While reviewing the results, I noticed a potential reporting error in Table 1 that might be worth clarifying for readers trying to interpret the strength of the findings.
The paper reports eta-squared (η²) values, a measure of effect size, for several ANOVA comparisons. In social science research, η² tells us the proportion of total variance explained by a factor. By convention, values like 0.01, 0.06, and 0.14 are considered small, medium, and large effects, respectively.
In this table, however, some of the reported η² values are quite high. For instance:
— Sleep quality is listed with an η² of 1.00 across all well-being dimensions.
— Years in profession shows η² values of 0.99 for self-esteem and 0.94 for balance.
An η² of 1.00 would mean that sleep quality alone explains 100% of the differences in well-being, with no other factors playing a role, which is a statistical impossibility in this context. Values of 0.99 and 0.94 are similarly extraordinary and unrealistic for this type of research.

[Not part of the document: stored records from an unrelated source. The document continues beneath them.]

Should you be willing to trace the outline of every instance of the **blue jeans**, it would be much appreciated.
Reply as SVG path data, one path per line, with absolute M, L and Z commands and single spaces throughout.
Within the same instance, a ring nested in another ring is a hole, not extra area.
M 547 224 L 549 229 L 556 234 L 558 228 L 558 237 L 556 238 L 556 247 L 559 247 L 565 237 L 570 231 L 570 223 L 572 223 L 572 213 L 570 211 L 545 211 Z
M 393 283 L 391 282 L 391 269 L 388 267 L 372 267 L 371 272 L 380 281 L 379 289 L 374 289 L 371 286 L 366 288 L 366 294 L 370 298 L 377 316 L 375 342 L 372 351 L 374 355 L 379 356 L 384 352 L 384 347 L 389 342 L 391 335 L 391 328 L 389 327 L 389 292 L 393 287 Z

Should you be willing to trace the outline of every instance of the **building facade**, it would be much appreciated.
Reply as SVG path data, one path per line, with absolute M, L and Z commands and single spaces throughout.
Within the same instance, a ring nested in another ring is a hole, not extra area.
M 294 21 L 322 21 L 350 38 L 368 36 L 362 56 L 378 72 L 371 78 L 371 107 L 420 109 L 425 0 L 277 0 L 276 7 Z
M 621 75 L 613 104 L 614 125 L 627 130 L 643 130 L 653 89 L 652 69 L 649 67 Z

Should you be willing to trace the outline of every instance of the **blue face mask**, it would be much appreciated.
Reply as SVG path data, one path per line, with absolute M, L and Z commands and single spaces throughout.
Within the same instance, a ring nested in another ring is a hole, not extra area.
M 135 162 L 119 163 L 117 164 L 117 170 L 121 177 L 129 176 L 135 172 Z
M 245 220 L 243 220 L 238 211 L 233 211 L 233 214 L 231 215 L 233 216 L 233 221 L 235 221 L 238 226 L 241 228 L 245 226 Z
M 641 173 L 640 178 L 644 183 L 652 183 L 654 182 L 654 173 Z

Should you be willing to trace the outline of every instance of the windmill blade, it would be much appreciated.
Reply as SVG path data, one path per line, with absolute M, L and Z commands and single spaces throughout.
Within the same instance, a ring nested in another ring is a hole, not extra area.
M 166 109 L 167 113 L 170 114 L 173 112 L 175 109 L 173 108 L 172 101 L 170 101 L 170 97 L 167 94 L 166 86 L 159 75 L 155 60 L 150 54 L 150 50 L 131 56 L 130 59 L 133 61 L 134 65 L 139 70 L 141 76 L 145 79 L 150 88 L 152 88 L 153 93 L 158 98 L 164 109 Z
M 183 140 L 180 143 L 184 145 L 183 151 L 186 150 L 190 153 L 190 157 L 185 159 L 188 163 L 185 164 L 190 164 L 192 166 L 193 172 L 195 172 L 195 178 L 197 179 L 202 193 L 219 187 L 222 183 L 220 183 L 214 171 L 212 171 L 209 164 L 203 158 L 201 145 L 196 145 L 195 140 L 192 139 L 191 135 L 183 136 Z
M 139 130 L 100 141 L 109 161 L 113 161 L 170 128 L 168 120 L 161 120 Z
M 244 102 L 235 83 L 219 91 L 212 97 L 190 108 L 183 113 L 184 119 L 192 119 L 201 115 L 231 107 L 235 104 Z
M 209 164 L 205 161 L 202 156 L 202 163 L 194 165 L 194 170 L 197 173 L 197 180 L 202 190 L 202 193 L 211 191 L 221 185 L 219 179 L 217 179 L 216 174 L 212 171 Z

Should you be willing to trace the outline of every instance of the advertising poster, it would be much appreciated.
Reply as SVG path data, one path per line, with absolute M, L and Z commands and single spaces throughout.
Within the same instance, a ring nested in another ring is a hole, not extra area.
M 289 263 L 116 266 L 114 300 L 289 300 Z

My best guess is that there was an error in preparing the table, and the values in the η² column might actually be the F-statistics from the ANOVAs (which are reported in the text and are much more plausible).
It would be helpful if the authors could confirm this or provide the corrected η² values. Getting this right is key for readers to accurately gauge the practical significance of these important results, beyond just their statistical significance.